FDA Is Looking for Omicron Variant-Specific Booster Vaccines in the Fall
COVID-19 booster shots administered in pharmacies next fall are likely to be somewhat different than in the past. Find out why an FDA advisory committee is calling for vaccines that are modified to be more protective against current circulating variants and how the key mRNA vaccine manufacturers have responded.
WASHINGTON, DC – The Food and Drug Administration has informed COVID-19 vaccine manufacturers seeking to update their products that they should modify them to perform better against current circulating variants.
The FDA’s Vaccines and Related Biological Products Advisory Committee recently met to discuss whether an alteration to the current vaccine strain composition of COVID-19 vaccines for booster doses is essential for the 2022 fall and winter seasons.
“As we move into the fall and winter, it is critical that we have safe and effective vaccine boosters that can provide protection against circulating and emerging variants to prevent the most severe consequences of COVID-19,” explained Peter Marks, MD, PhD, director of the Center for Biologics Evaluation and Research (CBER). “Following a thorough discussion on June 28, 2022, an overwhelming majority of the advisory committee voted in favor of including a SARS-CoV-2 omicron component in COVID-19 vaccines that would be used for boosters in the U.S. beginning in fall 2022.”
Specifically, the advice is to develop modified vaccines that add an omicron BA.4/5 spike protein component to the current vaccine composition to create a two-component (bivalent) booster vaccine.
“The COVID-19 vaccines that the FDA has approved and authorized for emergency use have made a tremendous difference to public health and have saved countless lives in the U.S. and globally,” Marks points out. “However, SARS-CoV-2, the virus that causes COVID-19, has evolved significantly, with recent surges around the world associated with the rapid spread of highly transmissible variants such as omicron. “
He emphasizes that currently available vaccines are highly effective in reducing serious outcomes such as hospitalization and death caused by COVID-19, “but results from post-authorization observational studies have shown that effectiveness of primary vaccination wanes over time against certain variants, including omicron.” Initial booster doses have helped reestablish protection against severe disease and hospitalization, research suggests that effectiveness against Omicron wanes over time.

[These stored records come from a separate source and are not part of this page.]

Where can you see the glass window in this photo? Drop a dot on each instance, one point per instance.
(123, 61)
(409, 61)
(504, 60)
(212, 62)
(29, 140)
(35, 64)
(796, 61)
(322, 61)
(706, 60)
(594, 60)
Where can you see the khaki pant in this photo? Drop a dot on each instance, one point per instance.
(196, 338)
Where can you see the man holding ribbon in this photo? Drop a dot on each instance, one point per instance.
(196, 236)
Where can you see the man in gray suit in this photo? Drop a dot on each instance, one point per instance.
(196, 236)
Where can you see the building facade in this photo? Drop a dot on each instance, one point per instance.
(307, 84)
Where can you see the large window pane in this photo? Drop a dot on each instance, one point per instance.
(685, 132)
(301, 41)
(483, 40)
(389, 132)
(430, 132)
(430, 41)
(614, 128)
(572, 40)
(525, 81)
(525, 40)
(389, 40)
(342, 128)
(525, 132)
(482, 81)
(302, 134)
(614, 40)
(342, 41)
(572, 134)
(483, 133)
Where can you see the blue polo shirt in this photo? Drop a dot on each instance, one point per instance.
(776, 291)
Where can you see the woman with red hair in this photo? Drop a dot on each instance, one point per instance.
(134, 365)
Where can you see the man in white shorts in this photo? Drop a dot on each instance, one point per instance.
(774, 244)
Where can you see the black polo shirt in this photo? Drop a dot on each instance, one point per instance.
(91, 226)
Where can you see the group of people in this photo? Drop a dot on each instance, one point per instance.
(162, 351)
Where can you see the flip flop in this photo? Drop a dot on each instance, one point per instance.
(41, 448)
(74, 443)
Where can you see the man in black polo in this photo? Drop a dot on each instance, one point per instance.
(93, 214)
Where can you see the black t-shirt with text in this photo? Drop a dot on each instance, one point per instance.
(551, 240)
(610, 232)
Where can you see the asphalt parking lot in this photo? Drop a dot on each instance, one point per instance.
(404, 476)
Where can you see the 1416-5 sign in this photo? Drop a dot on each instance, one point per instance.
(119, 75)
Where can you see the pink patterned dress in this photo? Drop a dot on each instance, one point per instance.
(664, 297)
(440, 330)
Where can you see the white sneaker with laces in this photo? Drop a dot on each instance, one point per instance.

“As we expect this coming year to be a transitional period when this modified booster vaccine may be introduced, we have not advised manufacturers to change the vaccine for primary vaccination, since a primary series with the FDA-authorized and approved COVID-19 vaccines provides a base of protection against serious outcomes of COVID-19 caused by circulating strains of SARS-CoV-2,” Marks notes in a press release.
In early June, Moderna, Inc., announced new clinical data on its bivalent (Omicron) COVID booster candidate, mRNA-1273.214. The company reports that, one month after administration in previously vaccinated and boosted participants, “a 50 µg booster dose of mRNA-1273.214 elicited potent neutralizing antibody responses against the Omicron subvariants BA.4 and BA.5 in all participants regardless of prior infection.”
Based on that and prior data, the company says it is completing regulatory submissions in the coming weeks requesting to update the composition of the booster vaccine to mRNA-1273.214.
Pfizer Inc. and BioNTech SE also recently announced positive data evaluating the safety, tolerability, and immunogenicity of two Omicron-adapted COVID-19 vaccine candidates: one monovalent and the other bivalent, a combination of the Pfizer-BioNTech COVID-19 Vaccine and a vaccine candidate targeting the spike protein of the Omicron BA.1 variant of concern.
The companies report that data from the Phase 2/3 trial found that a booster dose of both Omicron-adapted vaccine candidates elicited a substantially higher immune response against Omicron BA.1 as compared to the companies’ current COVID-19 vaccine. The robust immune response was seen across two investigational dose levels, 30 µg and 60 µg.